箱根駅伝を順位予想した識者3人の「結果合わせ」と「予想外」。青学大の勝負強さは影を潜め、中央大監督の手腕に脱帽
2023年の箱根駅伝駒澤大の3冠で幕を閉じた。スポルティーバでは大会直前、識者3人にトップ10を予想してもらったが、実際の順位と比べながらレースを総括。10校の顔ぶれは予想と似た顔ぶれになったものの、細かい順位の違いが出た理由、予想通り・予想外のレースを見せた大学などを振り返った。
箱根駅伝の2区でデッドヒートを繰り広げた、(右から)中央大の吉居、駒澤大の田澤、青学大の近藤この記事に関連する写真を見る
【青学大はいやらしいほどの勝負強さが影を潜めた】
■佐藤俊(スポーツライター)
【予想順位】 【実際の順位】
1位:駒澤大 駒澤大
2位:青山学院大 中央大
3位:國學院大 青山学院大
4位:順天堂大 國學院大
5位:中央大 順天堂大
6位:創価大 早稲田大
7位:法政大 法政大
8位:東京国際大 創価大
9位:東洋大 城西大
10位:早稲田大 東洋大
今年の箱根駅伝予想は、1位の駒澤大と7位の法政大が当たった。5位以内のチームは予想の5チームと同じ顔ぶれだったが、順位をピタリと当てるのはやはり難しい。
優勝した駒澤大は、出雲駅伝、全日本大学駅伝に続いてノーミスだった。区間賞は6区の伊藤蒼唯(1年)のひとつだけだったが、全員が区間5位以内という安定した走りを見せ、駅伝力の強さをまざまざと見せつけた。
総合2位の中央大は、往路の2区と3区で区間賞を獲り、そこで一気に流れが優勝モードになった。吉居大和(3年)・駿恭(1年)兄弟を軸に強化が進められた成果が結果に反映された。一方、3位の青山学院大は"山"の2区間のミスが響いた。出雲、全日本ともにミスで負け、今回は箱根での調整力が問われたが、選手変更の穴を他選手で埋められず、駒澤大の前に出られないままレースを終えた。今季は無冠に終わり、以前のいやらしいほどの勝負強さが影を潜めた感じだ。
いい意味で予想を裏切ったのは早稲田大だ。1区で出遅れたが、2区以降は3区の井川龍人(4年)らで巻き返して往路を5位で終えた。復路は、順位がややデコボコした駅伝になったが、それでも6区終了時に3位に上がるなど、花田勝彦監督の指導が結果に結びついた。
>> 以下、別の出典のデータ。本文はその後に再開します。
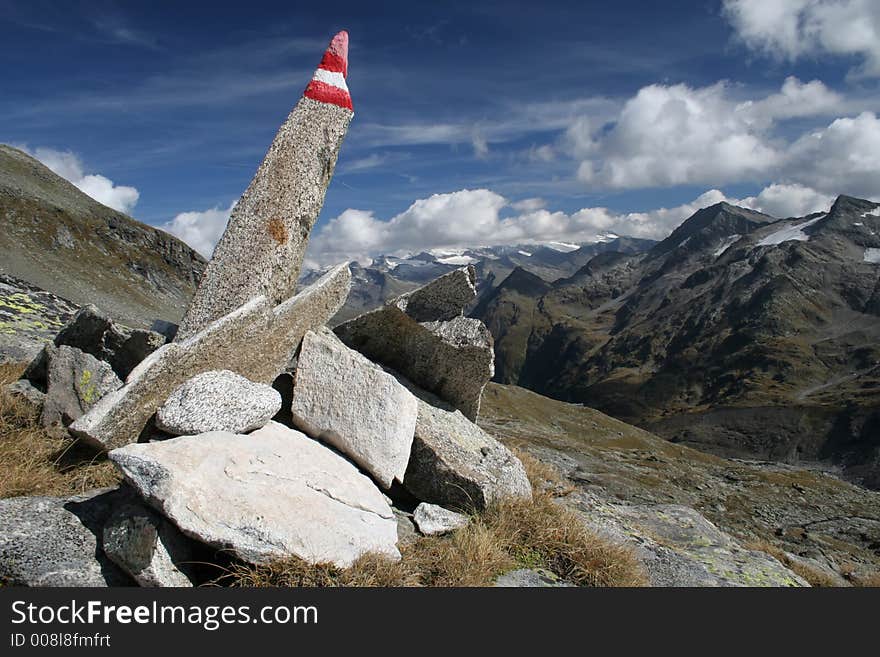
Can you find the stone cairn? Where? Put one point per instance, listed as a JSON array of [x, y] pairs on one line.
[[257, 431]]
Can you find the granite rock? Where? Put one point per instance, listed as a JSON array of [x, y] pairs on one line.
[[441, 352], [456, 464], [218, 400], [56, 541], [343, 399], [262, 249], [267, 495], [147, 547], [75, 382], [256, 341], [93, 332], [432, 519]]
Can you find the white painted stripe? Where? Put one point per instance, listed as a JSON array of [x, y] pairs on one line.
[[330, 77]]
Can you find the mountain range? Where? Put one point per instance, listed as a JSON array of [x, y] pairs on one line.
[[740, 333]]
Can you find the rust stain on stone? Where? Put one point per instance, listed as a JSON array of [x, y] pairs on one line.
[[277, 230]]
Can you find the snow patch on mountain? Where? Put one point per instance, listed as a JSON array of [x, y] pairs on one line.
[[563, 247], [790, 232], [457, 260], [726, 244]]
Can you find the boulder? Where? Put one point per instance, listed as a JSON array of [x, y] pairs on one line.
[[432, 519], [75, 382], [93, 332], [530, 578], [423, 336], [27, 392], [218, 400], [262, 250], [56, 541], [456, 464], [256, 341], [267, 495], [343, 399], [147, 547], [442, 299]]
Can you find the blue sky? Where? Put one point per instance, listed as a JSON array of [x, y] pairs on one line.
[[527, 120]]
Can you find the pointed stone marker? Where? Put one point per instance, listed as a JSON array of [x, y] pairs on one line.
[[262, 250], [255, 340]]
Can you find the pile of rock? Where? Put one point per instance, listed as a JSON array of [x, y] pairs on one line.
[[215, 459]]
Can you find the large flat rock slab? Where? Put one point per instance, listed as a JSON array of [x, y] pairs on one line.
[[423, 336], [262, 250], [56, 541], [267, 495], [255, 341], [456, 464], [343, 399], [75, 382]]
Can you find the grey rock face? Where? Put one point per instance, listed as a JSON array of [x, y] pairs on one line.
[[256, 341], [93, 332], [343, 399], [266, 495], [218, 400], [147, 546], [456, 464], [55, 541], [442, 299], [24, 389], [530, 578], [262, 249], [75, 382], [432, 519], [446, 354]]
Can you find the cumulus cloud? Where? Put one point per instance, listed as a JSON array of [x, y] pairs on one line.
[[781, 200], [793, 29], [70, 167], [673, 135], [840, 158], [469, 218], [200, 229]]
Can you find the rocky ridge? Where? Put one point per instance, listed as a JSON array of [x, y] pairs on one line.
[[740, 334]]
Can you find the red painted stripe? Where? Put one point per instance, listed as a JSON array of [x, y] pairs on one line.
[[334, 62], [326, 93]]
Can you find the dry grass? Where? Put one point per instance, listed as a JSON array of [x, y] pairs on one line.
[[515, 533], [814, 576], [34, 463]]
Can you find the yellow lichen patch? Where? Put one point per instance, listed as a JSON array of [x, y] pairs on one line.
[[20, 303], [88, 390]]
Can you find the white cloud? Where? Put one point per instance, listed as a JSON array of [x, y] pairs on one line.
[[841, 158], [676, 135], [793, 29], [200, 229], [70, 167], [469, 218], [529, 204], [780, 200], [673, 135]]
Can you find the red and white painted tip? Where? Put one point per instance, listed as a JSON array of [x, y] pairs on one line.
[[328, 83]]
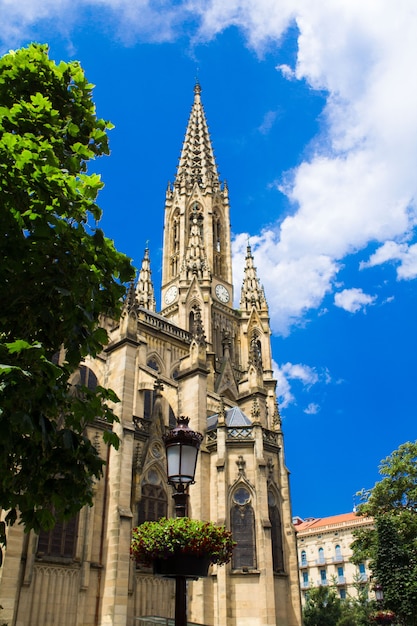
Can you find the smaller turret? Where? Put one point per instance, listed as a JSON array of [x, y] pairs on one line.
[[144, 294], [252, 291]]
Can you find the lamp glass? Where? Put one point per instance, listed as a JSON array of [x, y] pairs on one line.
[[181, 463]]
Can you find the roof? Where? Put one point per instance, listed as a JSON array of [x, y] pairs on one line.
[[317, 523]]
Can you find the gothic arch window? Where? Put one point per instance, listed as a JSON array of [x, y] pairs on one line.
[[153, 364], [196, 218], [153, 501], [87, 377], [176, 231], [217, 232], [303, 558], [148, 402], [242, 521], [84, 376], [276, 533], [60, 542], [256, 350]]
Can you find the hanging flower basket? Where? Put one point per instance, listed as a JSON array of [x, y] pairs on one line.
[[181, 546], [383, 617]]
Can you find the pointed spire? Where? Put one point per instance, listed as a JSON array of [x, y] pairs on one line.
[[252, 291], [129, 301], [197, 163], [144, 289], [195, 262], [197, 330]]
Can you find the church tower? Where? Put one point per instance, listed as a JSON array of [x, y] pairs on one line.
[[201, 358]]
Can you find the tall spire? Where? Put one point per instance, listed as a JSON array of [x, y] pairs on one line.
[[197, 163], [252, 291], [144, 289]]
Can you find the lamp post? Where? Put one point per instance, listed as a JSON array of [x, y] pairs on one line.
[[181, 445], [379, 593]]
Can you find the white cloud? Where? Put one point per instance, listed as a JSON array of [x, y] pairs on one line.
[[393, 251], [353, 300], [359, 183]]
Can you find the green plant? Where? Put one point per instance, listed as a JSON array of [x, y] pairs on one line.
[[182, 535], [382, 617]]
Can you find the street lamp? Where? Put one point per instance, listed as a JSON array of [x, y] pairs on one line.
[[181, 445], [379, 593]]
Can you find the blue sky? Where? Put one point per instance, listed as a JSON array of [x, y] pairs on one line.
[[313, 117]]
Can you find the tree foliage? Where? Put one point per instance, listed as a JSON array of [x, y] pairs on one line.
[[322, 608], [58, 275], [392, 545]]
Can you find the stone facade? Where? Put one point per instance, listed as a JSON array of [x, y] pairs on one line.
[[324, 554], [197, 357]]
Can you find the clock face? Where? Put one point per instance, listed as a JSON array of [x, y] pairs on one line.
[[222, 293], [171, 294]]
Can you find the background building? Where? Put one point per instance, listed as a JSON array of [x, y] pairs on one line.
[[324, 553], [199, 357]]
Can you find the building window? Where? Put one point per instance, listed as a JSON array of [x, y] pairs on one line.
[[276, 534], [303, 558], [61, 541], [243, 529], [153, 364], [362, 573], [153, 502], [148, 402]]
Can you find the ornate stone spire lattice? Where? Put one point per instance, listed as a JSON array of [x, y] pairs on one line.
[[252, 291], [197, 163], [144, 294]]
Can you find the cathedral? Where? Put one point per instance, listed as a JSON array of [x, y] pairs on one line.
[[197, 357]]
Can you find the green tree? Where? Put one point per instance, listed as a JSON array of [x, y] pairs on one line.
[[58, 275], [322, 608], [392, 545]]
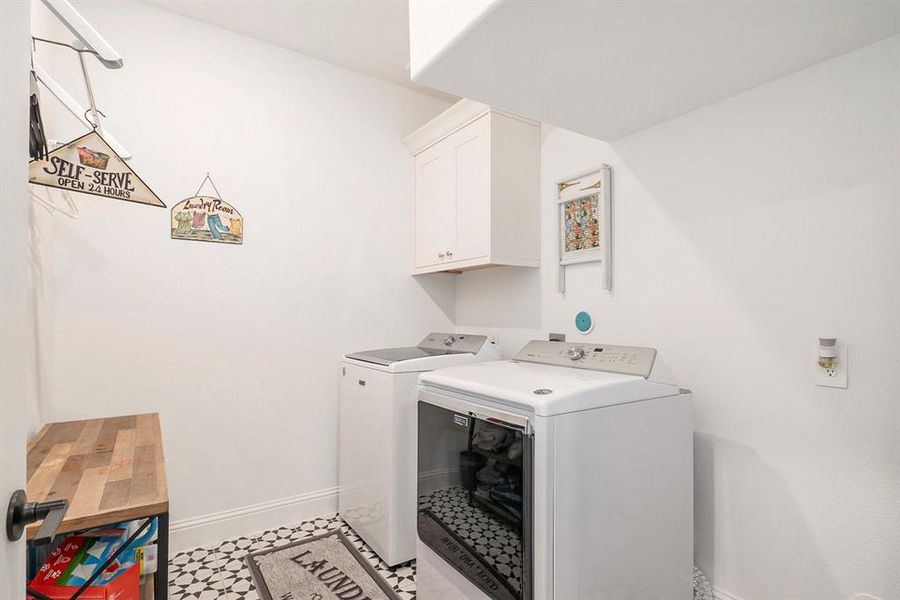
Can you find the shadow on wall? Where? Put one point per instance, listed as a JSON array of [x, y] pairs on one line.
[[504, 297], [439, 287], [759, 491]]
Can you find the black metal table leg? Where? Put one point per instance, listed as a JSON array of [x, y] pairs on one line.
[[161, 579]]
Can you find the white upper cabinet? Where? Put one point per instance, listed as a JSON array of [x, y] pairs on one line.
[[476, 203]]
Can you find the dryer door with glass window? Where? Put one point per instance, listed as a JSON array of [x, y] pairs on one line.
[[475, 497]]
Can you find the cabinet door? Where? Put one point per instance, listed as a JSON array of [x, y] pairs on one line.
[[471, 148], [434, 205]]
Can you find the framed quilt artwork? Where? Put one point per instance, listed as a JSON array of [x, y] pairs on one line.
[[585, 213]]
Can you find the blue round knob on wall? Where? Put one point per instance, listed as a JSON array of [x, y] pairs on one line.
[[584, 323]]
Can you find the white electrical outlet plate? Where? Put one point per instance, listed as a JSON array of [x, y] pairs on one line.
[[836, 377]]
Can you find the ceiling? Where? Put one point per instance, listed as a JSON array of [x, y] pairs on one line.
[[369, 36], [608, 69]]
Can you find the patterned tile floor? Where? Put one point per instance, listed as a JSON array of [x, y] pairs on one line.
[[220, 573]]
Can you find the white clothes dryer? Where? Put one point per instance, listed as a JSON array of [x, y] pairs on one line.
[[377, 496], [563, 474]]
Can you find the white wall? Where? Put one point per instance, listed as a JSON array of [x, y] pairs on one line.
[[14, 335], [742, 232], [237, 347]]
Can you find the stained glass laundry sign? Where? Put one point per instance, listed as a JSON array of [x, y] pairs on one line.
[[207, 218], [585, 219]]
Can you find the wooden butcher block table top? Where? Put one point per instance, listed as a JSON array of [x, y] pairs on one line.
[[109, 470]]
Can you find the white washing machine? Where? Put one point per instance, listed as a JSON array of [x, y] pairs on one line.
[[563, 474], [378, 436]]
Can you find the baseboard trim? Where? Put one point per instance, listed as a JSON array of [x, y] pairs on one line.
[[723, 595], [213, 528]]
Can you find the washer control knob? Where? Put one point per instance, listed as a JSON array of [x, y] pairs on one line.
[[575, 353]]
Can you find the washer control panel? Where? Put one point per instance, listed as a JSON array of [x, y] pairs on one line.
[[627, 360], [453, 342]]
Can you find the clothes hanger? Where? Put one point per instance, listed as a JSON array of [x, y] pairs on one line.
[[89, 41]]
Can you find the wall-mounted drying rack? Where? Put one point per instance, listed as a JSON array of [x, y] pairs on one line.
[[89, 41]]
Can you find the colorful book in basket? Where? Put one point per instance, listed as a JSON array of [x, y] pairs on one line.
[[69, 566]]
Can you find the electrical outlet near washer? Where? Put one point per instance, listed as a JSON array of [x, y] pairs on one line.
[[836, 376]]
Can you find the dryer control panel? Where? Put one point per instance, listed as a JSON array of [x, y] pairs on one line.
[[627, 360], [453, 342]]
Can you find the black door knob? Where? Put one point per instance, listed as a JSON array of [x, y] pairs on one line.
[[21, 513]]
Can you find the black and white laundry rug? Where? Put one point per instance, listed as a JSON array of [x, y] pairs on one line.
[[325, 566]]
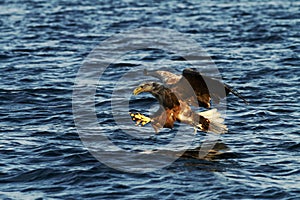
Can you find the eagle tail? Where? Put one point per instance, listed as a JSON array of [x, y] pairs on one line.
[[216, 121]]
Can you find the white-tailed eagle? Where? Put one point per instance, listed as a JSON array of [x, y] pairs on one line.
[[178, 94]]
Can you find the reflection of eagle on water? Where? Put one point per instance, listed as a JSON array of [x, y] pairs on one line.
[[179, 94]]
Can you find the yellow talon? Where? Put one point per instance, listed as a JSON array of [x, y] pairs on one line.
[[140, 119]]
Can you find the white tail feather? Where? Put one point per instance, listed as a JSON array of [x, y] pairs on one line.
[[216, 121]]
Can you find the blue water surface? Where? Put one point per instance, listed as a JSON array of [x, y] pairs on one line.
[[255, 46]]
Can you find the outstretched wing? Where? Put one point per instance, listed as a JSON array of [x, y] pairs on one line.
[[206, 87]]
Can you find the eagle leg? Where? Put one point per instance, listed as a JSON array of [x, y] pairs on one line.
[[140, 119]]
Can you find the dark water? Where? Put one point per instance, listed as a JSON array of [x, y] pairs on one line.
[[44, 43]]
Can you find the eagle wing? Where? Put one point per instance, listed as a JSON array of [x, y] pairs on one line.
[[205, 87]]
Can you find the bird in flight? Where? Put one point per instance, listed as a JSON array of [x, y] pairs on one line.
[[176, 96]]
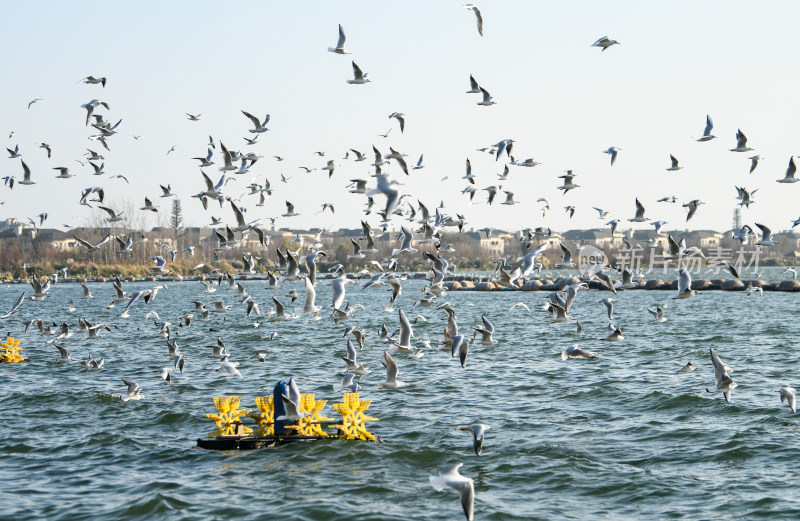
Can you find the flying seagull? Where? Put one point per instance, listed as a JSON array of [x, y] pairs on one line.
[[339, 49], [605, 42], [478, 17], [465, 487]]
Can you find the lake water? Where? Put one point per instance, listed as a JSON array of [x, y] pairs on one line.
[[621, 436]]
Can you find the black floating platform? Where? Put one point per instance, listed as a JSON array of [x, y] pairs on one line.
[[252, 442]]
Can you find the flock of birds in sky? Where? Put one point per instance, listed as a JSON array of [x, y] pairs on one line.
[[421, 228]]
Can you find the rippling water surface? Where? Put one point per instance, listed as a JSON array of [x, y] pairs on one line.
[[622, 436]]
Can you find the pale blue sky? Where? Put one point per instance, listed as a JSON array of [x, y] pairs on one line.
[[561, 100]]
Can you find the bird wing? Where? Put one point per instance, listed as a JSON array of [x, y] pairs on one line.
[[255, 120]]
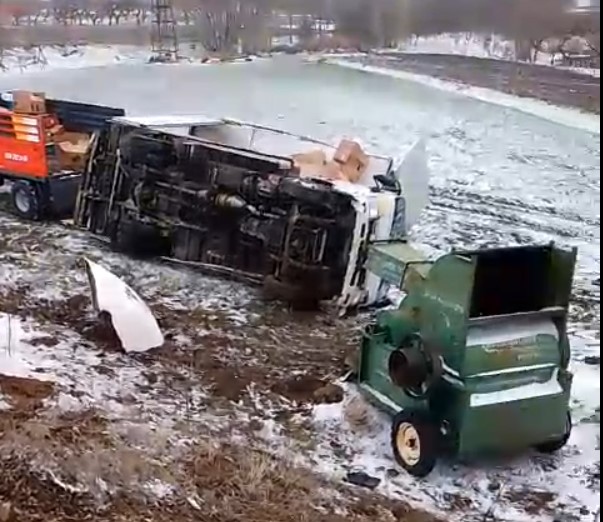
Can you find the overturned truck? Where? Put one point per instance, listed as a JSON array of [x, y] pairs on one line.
[[233, 198]]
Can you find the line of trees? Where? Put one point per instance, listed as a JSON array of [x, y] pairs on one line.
[[369, 23]]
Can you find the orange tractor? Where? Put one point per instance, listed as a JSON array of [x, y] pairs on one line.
[[44, 149]]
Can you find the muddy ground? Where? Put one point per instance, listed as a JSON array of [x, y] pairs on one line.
[[553, 85], [175, 434]]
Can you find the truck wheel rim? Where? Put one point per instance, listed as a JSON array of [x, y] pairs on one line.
[[22, 202], [409, 444]]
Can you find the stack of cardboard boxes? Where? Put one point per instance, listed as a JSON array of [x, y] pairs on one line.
[[26, 102], [349, 163], [70, 149]]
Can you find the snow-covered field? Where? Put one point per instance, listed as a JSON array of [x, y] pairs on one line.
[[20, 61], [250, 373], [481, 46], [561, 115]]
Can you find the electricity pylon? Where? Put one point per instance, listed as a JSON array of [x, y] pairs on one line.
[[164, 32]]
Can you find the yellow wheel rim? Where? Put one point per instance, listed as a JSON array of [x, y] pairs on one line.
[[408, 443]]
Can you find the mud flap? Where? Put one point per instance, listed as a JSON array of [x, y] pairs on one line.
[[62, 195], [413, 175]]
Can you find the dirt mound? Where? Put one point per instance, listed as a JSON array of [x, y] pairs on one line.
[[25, 393]]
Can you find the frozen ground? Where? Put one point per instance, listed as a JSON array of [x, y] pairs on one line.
[[481, 46], [43, 59], [244, 371]]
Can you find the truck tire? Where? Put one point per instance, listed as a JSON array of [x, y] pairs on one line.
[[553, 446], [415, 444], [25, 200]]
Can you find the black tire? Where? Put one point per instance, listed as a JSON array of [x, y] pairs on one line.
[[553, 446], [419, 429], [25, 201]]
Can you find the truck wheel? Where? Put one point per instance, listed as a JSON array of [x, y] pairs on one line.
[[554, 446], [415, 442], [26, 201]]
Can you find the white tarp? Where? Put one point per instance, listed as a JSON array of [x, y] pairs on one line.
[[132, 319]]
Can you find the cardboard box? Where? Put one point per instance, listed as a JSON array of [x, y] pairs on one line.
[[315, 157], [330, 171], [26, 102], [72, 150], [352, 159]]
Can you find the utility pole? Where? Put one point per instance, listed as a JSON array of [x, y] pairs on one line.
[[164, 32]]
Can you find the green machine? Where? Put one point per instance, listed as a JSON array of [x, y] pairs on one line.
[[475, 360]]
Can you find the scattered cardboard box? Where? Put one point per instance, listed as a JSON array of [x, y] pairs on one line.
[[352, 159], [72, 150], [349, 163], [27, 102], [315, 157]]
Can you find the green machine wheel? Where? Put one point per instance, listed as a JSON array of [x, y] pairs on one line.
[[415, 442]]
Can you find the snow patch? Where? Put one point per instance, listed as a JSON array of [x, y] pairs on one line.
[[563, 116]]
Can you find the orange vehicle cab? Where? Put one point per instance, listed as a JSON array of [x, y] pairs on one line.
[[44, 147]]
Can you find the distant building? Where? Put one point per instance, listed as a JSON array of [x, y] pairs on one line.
[[587, 6]]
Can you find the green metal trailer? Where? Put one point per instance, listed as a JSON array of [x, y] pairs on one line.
[[475, 360]]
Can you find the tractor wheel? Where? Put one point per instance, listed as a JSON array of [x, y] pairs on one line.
[[553, 446], [25, 201], [415, 442]]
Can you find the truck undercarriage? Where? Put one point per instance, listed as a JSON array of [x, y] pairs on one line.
[[233, 211]]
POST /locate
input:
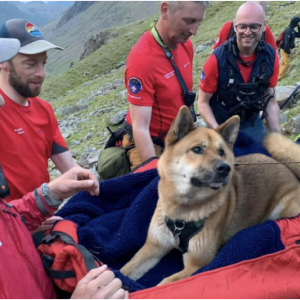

城西大も5区の山本唯翔(3年)の区間賞で往路を9位で終え、シード確保が見えるなか、復路は我慢の駅伝を続け、9区10区でまとめて9位をキープした。逆の意味で予想を裏切ったのは、東京国際大だ。目立ったのは4区で区間新を出したイェゴン・ヴィンセント(4年)だけで、昨年のような3本柱の丹所健(4年)、山谷昌也(4年)に続く選手の踏ん張りが見えなかった。
10位以内の予想には入れていなかったが、明治大も予想外の結果だった。ここ数年、1区の出遅れが響いて停滞したが、今回は1区の富田峻平(4年)が区間賞を獲り、最高のスタートをきった。その後、7区で杉彩文海(3年)が区間賞を獲って10位のシード圏内まで押し上げたが最後にうっちゃられた。3年連続で同じことの繰り返しになったため、チームに大きな変化が必要な時かもしれない。